“Spurs won. Two to one. They got the winning goal in the last quarter. That last great roar that went up must have been for the winner.”
She smiled a nervous smile that seemed to say that she was happy because I seemed happy. We swapped the thin sheets. I got another pint of bitter from the bar but she had enough orange. She took a packet of crisps. We had exhausted the papers by that. A pretty woman somewhere in her thirties came round wiping the tables, and hearing our accents spoke to us.
“What part do you come from? Are you on holiday or living here?” She was from Dublin and worked weekends in the bar when a group played.

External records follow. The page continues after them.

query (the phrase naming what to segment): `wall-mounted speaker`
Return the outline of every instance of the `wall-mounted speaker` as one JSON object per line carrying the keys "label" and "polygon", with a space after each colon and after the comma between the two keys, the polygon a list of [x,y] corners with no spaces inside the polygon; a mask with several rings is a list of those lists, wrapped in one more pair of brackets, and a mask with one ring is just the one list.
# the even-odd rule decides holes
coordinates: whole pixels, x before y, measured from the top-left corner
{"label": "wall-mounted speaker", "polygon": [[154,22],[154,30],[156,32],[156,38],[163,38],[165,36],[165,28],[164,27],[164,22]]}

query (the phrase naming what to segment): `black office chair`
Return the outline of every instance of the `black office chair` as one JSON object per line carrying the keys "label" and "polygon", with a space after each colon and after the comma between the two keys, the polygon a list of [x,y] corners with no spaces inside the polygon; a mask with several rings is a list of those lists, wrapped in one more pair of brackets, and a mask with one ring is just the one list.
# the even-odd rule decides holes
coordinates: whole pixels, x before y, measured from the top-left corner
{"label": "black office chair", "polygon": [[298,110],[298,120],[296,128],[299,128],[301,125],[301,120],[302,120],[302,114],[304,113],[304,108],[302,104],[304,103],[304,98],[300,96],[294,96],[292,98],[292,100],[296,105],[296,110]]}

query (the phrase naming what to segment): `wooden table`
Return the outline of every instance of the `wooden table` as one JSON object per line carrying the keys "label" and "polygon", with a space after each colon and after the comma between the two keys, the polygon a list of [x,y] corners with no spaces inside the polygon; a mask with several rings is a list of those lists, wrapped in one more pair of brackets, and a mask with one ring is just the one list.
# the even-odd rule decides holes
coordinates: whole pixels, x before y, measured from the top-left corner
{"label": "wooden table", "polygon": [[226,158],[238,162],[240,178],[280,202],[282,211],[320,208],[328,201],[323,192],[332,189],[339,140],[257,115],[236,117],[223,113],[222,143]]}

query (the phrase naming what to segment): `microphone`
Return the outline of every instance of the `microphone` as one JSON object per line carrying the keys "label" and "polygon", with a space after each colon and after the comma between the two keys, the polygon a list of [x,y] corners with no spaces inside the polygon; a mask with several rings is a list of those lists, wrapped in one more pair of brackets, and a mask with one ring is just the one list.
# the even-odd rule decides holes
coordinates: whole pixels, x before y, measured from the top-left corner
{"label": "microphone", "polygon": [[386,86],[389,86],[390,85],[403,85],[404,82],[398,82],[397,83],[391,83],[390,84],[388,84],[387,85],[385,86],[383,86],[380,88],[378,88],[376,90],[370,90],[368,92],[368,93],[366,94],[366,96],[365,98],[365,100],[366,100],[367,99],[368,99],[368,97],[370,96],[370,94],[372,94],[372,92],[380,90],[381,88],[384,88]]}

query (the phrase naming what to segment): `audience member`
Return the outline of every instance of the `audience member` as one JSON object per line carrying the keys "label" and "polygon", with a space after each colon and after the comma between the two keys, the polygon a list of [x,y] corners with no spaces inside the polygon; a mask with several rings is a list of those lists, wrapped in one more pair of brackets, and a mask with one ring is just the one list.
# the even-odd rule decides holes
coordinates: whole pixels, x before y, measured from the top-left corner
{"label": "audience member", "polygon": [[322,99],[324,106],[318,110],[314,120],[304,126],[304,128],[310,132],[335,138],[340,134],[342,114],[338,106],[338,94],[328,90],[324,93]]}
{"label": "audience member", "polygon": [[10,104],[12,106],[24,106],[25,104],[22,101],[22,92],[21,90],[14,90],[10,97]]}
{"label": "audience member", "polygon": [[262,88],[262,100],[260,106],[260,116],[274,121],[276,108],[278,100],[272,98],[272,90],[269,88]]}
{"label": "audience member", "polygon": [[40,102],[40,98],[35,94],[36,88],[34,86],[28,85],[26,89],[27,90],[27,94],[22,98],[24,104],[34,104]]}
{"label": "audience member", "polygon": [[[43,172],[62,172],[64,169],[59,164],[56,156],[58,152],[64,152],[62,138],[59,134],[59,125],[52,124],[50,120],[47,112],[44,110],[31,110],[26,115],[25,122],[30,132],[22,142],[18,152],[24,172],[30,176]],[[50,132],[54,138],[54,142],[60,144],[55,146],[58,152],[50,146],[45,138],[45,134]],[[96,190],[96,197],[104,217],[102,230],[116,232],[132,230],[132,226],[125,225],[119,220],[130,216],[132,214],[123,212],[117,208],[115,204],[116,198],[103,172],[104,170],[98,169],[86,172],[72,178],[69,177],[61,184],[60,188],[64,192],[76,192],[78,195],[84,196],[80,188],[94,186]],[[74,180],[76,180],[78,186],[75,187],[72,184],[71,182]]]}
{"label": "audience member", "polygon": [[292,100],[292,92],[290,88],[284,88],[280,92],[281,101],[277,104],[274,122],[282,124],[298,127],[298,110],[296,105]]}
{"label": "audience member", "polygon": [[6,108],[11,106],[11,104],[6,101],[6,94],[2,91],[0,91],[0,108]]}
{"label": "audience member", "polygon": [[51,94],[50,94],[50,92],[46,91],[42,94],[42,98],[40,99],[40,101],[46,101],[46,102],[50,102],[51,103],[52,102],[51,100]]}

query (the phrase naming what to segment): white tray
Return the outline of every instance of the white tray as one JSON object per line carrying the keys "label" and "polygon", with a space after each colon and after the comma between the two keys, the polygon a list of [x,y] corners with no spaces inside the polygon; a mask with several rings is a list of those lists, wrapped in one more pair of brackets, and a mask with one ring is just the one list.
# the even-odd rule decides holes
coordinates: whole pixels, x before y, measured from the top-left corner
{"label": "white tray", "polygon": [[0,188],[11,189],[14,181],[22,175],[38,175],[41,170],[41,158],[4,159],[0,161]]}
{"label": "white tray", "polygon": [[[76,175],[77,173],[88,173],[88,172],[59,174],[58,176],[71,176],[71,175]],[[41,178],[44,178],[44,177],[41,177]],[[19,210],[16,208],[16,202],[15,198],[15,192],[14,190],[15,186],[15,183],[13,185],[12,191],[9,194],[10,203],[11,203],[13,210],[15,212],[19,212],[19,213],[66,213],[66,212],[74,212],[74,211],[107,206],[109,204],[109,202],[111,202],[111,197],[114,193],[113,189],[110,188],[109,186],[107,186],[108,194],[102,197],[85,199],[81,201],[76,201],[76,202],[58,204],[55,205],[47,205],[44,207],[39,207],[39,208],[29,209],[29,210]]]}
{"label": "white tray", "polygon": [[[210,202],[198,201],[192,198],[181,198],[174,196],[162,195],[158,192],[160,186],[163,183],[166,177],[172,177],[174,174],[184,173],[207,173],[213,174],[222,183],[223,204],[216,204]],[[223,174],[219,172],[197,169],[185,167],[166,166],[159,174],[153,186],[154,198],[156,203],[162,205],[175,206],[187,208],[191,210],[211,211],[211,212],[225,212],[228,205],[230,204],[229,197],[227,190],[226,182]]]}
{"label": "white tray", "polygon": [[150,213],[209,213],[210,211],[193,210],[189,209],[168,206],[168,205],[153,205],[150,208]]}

I offered her a drink. She had a lager and lime and sat with us. Though she was paid from six o’clock it was often eight before she had any work, and she was blinded with work from then till closing time. The best part of the night was when they sat behind the counter with a nightcap after the washing and cleaning was done, she told us.
She had a story. For all her prettiness her mouth was thin and bitter and she kept tugging nervously at the finger that would have worn a wedding ring.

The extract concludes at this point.